Azealia Banks, Academy, Dublin
Azealia Banks’ reputation precedes her. At least it does in Ireland, in the wake of the Harlem rap artist’s double whammy of a spat with Aer Lingus and an internet tussle with the Rose of Tralee.
Having proved nobody does Instagram outrage better, Banks dazzlingly justified her take no prisoners stance with a turn that ticked all sorts of boxes and will have left nobody going home feeling cheated.
She also had conciliatory words for those offended by her rant about “ugly” Irish women.
“I want to dedicate this to all the beautiful Irish women,” she said at the start of Liquorice – a banger that spliced the ferocity of old school hip hop and the exuberance of house music.
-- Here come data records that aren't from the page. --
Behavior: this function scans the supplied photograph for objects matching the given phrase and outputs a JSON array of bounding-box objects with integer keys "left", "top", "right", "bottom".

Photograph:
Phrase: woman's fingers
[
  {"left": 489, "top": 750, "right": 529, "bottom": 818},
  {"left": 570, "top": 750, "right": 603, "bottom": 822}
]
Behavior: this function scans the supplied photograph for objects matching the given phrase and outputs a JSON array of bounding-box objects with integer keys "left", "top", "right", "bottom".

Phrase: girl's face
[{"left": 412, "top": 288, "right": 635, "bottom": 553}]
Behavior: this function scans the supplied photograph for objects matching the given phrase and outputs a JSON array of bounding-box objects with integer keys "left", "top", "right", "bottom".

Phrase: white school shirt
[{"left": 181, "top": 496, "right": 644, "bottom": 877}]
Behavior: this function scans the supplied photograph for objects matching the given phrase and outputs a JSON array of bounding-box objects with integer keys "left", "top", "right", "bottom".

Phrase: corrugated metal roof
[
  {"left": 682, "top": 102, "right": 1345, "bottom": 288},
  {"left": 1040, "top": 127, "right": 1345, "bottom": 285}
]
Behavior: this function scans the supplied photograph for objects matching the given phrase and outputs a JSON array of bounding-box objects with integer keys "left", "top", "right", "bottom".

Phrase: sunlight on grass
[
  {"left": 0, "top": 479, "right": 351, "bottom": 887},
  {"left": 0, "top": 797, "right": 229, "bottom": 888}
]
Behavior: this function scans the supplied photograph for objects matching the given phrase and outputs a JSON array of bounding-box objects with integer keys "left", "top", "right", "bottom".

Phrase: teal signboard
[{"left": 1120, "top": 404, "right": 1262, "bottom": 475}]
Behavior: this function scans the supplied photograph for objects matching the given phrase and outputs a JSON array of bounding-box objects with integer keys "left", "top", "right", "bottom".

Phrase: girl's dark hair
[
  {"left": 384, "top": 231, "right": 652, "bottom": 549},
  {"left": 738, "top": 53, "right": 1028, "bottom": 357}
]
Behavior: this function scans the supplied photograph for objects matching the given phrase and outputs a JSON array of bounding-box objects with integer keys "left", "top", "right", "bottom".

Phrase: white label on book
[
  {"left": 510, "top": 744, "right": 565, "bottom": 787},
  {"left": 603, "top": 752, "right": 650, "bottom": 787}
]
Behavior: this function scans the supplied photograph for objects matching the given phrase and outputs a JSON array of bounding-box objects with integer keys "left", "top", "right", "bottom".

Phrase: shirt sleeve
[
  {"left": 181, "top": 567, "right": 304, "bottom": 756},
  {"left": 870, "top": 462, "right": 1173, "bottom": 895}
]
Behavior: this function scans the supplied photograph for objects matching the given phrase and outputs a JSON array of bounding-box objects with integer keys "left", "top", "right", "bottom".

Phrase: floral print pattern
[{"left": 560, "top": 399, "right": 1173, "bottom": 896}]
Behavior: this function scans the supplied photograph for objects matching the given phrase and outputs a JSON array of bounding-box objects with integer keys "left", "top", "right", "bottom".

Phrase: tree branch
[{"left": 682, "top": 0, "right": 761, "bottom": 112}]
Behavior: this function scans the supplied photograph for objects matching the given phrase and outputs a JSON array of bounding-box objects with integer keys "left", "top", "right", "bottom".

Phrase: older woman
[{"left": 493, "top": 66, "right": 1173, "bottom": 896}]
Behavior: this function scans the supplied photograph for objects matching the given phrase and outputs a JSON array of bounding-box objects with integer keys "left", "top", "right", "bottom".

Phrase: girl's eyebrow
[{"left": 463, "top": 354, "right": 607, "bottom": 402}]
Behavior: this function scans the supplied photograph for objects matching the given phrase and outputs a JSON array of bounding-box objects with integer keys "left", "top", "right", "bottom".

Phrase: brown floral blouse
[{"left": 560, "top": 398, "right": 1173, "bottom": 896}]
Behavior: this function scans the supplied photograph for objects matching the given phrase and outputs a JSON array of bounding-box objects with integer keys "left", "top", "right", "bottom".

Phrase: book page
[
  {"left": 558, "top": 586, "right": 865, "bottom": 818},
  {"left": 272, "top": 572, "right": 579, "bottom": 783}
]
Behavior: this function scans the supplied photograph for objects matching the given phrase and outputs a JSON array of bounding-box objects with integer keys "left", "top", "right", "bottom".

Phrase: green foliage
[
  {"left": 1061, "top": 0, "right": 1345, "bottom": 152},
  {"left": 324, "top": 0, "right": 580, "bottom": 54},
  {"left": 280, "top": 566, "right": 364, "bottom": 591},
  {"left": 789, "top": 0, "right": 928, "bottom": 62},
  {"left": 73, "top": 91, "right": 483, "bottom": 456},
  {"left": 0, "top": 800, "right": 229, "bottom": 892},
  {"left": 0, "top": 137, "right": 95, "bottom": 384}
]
That same mix of silky and pummelling was to the fore on 212 whilst she scraped the ceiling with astonishingly smokey vocals on Can’t Do It Like Me.
Banks is a ferocious free-styler and an equally accomplished singer.
She crooned, she twirled, she threw down bars as if challenging anyone in the room not to be floored by her talent.
But the crowd had really been on her side from the outset.
Cries of “f*** Aer Lingus, f*** Aer Lingus” rained down as a DJ amped the atmosphere until, shortly after 9.30pm, Banks and her drummer trooped on.
Of her notoriously disagreeable side there was not a glimmer.
She and her two day-glo dancers radiated positive vibrations and visibly took heart from the audience’s love.
Banks, wearing a skirt seemingly assembled from random squares of denim, could be sweet as well as salty.
She called a halt at one point to ensure fans on the packed floor were okay.
Later she flashed a superstar grin while chucking “freebie” t-shirts into the crowd.
It was, against all reasonable expectations, the feel-good gig of the season.